Johnson Valen E, Payne Richard D, Wang Tianying, Asher Alex, Mandal Soutrik
Department of Statistics, Texas A&M University, College Station, TX.
J Am Stat Assoc. 2017;112(517):1-10. doi: 10.1080/01621459.2016.1240079. Epub 2016 Oct 7.
Investigators from a large consortium of scientists recently performed a multi-year study in which they replicated 100 psychology experiments. Although statistically significant results were reported in 97% of the original studies, statistical significance was achieved in only 36% of the replicated studies. This article presents a reanalysis of these data based on a formal statistical model that accounts for publication bias by treating outcomes from unpublished studies as missing data, while simultaneously estimating the distribution of effect sizes for those studies that tested nonnull effects. The resulting model suggests that more than 90% of tests performed in eligible psychology experiments tested negligible effects, and that publication biases based on -values caused the observed rates of nonreproducibility. The results of this reanalysis provide a compelling argument for both increasing the threshold required for declaring scientific discoveries and for adopting statistical summaries of evidence that account for the high proportion of tested hypotheses that are false. Supplementary materials for this article are available online.

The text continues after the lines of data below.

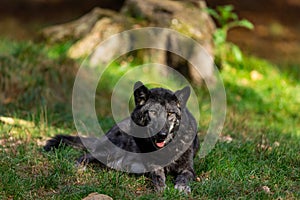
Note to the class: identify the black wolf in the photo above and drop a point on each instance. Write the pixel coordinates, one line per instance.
(165, 118)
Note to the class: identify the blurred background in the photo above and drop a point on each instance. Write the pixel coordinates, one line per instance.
(276, 35)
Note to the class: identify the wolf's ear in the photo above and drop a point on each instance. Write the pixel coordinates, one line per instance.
(183, 95)
(141, 93)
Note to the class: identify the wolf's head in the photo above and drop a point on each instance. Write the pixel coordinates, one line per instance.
(160, 110)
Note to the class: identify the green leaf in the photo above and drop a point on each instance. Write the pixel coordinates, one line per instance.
(245, 23)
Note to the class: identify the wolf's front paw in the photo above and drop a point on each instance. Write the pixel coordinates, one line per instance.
(183, 188)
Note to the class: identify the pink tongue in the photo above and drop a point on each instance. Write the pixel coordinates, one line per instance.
(160, 144)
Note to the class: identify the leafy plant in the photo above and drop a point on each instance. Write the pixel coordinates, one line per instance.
(227, 19)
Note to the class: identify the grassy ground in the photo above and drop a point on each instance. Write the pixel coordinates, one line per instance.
(257, 156)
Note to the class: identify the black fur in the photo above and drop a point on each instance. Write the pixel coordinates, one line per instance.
(155, 108)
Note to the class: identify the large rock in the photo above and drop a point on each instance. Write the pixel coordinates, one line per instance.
(187, 17)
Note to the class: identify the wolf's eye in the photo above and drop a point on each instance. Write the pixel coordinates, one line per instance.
(152, 112)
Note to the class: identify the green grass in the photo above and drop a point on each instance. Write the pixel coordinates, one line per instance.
(263, 104)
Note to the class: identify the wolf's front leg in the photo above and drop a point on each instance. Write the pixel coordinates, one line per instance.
(158, 178)
(183, 179)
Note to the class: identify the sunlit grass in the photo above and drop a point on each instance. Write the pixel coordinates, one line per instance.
(258, 150)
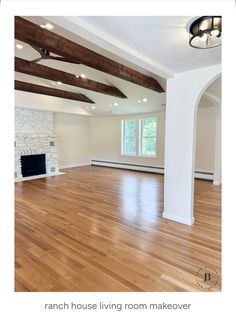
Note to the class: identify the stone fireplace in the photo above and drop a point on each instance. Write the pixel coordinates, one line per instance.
(34, 135)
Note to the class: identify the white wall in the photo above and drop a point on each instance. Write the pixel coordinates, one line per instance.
(205, 141)
(105, 140)
(184, 92)
(73, 133)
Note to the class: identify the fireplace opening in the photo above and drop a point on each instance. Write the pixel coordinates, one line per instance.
(32, 165)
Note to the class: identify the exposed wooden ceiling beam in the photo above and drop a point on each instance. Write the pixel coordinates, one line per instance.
(49, 73)
(44, 90)
(34, 35)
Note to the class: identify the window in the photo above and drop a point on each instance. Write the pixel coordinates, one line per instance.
(129, 128)
(139, 137)
(148, 137)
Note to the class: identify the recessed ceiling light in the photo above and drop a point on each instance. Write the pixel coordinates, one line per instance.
(19, 46)
(47, 26)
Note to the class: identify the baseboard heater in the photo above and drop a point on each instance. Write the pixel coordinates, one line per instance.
(129, 166)
(137, 167)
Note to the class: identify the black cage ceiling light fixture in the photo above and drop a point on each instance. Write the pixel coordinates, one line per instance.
(205, 32)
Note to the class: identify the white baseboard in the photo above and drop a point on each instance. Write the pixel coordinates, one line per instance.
(204, 175)
(199, 174)
(173, 217)
(75, 165)
(127, 166)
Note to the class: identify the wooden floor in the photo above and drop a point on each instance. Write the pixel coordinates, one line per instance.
(100, 229)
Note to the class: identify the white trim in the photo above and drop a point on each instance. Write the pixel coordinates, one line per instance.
(39, 176)
(75, 165)
(216, 183)
(179, 219)
(204, 175)
(123, 165)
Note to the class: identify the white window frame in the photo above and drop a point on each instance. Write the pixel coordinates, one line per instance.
(141, 138)
(138, 138)
(122, 138)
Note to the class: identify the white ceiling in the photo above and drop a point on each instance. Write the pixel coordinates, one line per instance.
(157, 46)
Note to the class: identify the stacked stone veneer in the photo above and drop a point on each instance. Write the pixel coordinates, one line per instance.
(34, 134)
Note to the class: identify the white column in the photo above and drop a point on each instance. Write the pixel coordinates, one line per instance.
(217, 168)
(183, 94)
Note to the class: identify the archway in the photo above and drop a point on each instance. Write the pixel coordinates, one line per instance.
(208, 134)
(183, 94)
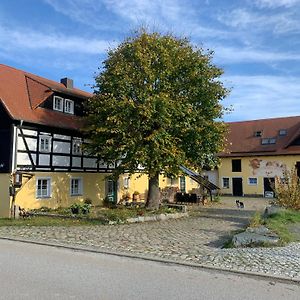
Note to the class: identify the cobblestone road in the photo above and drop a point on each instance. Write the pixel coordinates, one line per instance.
(196, 239)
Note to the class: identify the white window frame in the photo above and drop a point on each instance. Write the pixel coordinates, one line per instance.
(79, 192)
(40, 195)
(76, 145)
(57, 98)
(71, 110)
(43, 148)
(223, 186)
(249, 183)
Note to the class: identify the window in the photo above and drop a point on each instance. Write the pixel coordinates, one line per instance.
(126, 182)
(43, 188)
(282, 132)
(182, 184)
(252, 181)
(45, 143)
(236, 165)
(225, 182)
(258, 133)
(69, 106)
(76, 186)
(268, 141)
(58, 103)
(173, 181)
(76, 146)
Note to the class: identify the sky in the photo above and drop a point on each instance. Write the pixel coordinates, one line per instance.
(255, 42)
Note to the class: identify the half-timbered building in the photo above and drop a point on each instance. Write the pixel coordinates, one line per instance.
(41, 157)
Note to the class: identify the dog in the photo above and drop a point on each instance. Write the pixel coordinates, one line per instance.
(239, 204)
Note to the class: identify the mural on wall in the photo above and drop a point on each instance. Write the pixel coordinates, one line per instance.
(267, 168)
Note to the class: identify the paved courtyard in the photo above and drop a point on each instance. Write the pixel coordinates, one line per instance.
(197, 239)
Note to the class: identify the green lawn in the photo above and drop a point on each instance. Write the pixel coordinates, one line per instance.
(283, 222)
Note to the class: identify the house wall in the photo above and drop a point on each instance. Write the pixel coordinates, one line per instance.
(4, 195)
(94, 188)
(259, 167)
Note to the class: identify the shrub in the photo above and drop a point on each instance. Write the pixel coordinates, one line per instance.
(287, 190)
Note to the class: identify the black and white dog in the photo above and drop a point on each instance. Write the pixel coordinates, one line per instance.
(239, 204)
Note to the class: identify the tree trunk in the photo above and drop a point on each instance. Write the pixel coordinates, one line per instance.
(153, 198)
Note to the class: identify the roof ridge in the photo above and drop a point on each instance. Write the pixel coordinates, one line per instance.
(266, 119)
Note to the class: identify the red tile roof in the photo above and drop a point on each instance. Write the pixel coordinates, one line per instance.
(22, 93)
(242, 141)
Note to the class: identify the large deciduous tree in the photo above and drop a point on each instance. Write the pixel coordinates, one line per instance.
(156, 106)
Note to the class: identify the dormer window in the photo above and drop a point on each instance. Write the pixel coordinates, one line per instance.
(258, 133)
(76, 146)
(69, 106)
(45, 143)
(58, 103)
(268, 141)
(282, 132)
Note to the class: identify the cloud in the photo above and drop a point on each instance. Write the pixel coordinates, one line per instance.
(228, 55)
(255, 97)
(275, 3)
(279, 23)
(25, 38)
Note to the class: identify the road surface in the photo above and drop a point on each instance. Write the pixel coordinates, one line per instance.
(29, 271)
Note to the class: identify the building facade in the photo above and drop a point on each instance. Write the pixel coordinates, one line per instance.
(256, 153)
(41, 143)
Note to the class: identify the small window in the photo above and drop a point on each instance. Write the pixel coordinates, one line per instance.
(58, 103)
(236, 165)
(43, 188)
(225, 182)
(76, 186)
(252, 181)
(45, 143)
(69, 106)
(76, 146)
(258, 133)
(173, 181)
(268, 141)
(182, 185)
(282, 132)
(126, 182)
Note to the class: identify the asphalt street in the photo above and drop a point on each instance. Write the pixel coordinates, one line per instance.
(31, 271)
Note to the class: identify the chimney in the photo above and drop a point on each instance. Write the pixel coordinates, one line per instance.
(67, 82)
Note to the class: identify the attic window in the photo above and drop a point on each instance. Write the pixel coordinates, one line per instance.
(69, 106)
(258, 133)
(282, 132)
(58, 103)
(268, 141)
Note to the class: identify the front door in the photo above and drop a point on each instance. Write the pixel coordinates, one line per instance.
(237, 186)
(268, 184)
(111, 193)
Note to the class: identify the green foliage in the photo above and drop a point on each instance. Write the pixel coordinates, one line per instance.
(287, 190)
(155, 105)
(281, 224)
(256, 220)
(77, 208)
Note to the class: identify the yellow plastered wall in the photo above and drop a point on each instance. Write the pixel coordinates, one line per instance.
(93, 188)
(139, 182)
(4, 195)
(249, 169)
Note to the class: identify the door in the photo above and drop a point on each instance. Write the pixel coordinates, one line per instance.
(111, 193)
(237, 186)
(268, 183)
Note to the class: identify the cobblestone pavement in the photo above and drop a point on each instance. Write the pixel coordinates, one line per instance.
(197, 239)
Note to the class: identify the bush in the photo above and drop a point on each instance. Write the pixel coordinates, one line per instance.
(287, 190)
(78, 208)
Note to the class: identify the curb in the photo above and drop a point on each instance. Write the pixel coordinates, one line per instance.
(160, 260)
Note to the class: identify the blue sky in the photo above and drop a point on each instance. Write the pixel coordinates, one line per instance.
(256, 42)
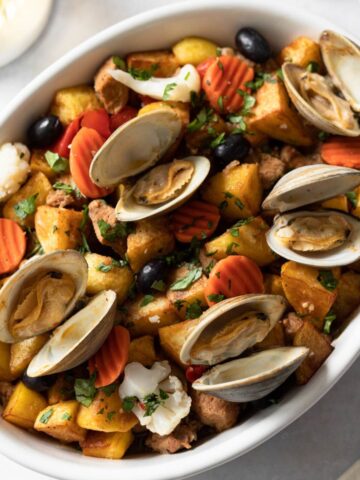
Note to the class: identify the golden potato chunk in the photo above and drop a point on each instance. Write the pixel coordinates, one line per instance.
(37, 185)
(24, 406)
(21, 353)
(59, 421)
(194, 50)
(301, 51)
(142, 318)
(105, 414)
(161, 63)
(246, 239)
(116, 278)
(320, 349)
(106, 445)
(237, 191)
(152, 238)
(310, 291)
(142, 350)
(58, 228)
(273, 115)
(68, 103)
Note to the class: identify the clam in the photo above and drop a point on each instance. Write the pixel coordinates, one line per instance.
(251, 378)
(135, 146)
(310, 184)
(315, 99)
(162, 189)
(230, 327)
(319, 238)
(77, 339)
(41, 294)
(342, 61)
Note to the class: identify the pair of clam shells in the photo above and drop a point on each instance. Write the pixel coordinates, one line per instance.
(73, 341)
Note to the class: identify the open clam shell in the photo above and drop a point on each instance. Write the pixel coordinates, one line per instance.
(315, 100)
(251, 378)
(76, 340)
(230, 327)
(22, 296)
(344, 254)
(310, 184)
(128, 210)
(342, 60)
(135, 146)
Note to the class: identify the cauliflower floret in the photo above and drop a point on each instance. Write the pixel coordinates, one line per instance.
(14, 168)
(161, 401)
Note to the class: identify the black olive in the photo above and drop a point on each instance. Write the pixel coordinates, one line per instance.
(235, 147)
(44, 131)
(39, 384)
(154, 271)
(253, 45)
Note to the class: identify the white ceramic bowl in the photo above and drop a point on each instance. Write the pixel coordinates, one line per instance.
(218, 20)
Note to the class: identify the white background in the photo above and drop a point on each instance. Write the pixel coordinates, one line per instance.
(324, 442)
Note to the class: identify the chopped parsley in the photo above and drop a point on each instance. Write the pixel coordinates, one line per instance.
(26, 207)
(168, 89)
(327, 280)
(143, 75)
(146, 300)
(85, 390)
(56, 163)
(183, 283)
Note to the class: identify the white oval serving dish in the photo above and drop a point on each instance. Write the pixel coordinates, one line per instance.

来自一个大型科学家联盟的研究人员最近进行了一项为期多年的研究,他们重复了100个心理学实验。尽管在97%的原始研究中报告了具有统计学意义的结果,但在重复研究中只有36%取得了统计学意义。本文基于一个正式的统计模型对这些数据进行了重新分析,该模型通过将未发表研究的结果视为缺失数据来考虑发表偏倚,同时估计那些测试非零效应的研究的效应大小分布。由此产生的模型表明,在符合条件的心理学实验中进行的测试中,超过90%测试的是可忽略不计的效应,并且基于P值的发表偏倚导致了观察到的不可重复性率。这一重新分析的结果为提高宣布科学发现所需的阈值以及采用考虑到大量测试假设为假的证据的统计总结提供了有力论据。本文的补充材料可在线获取。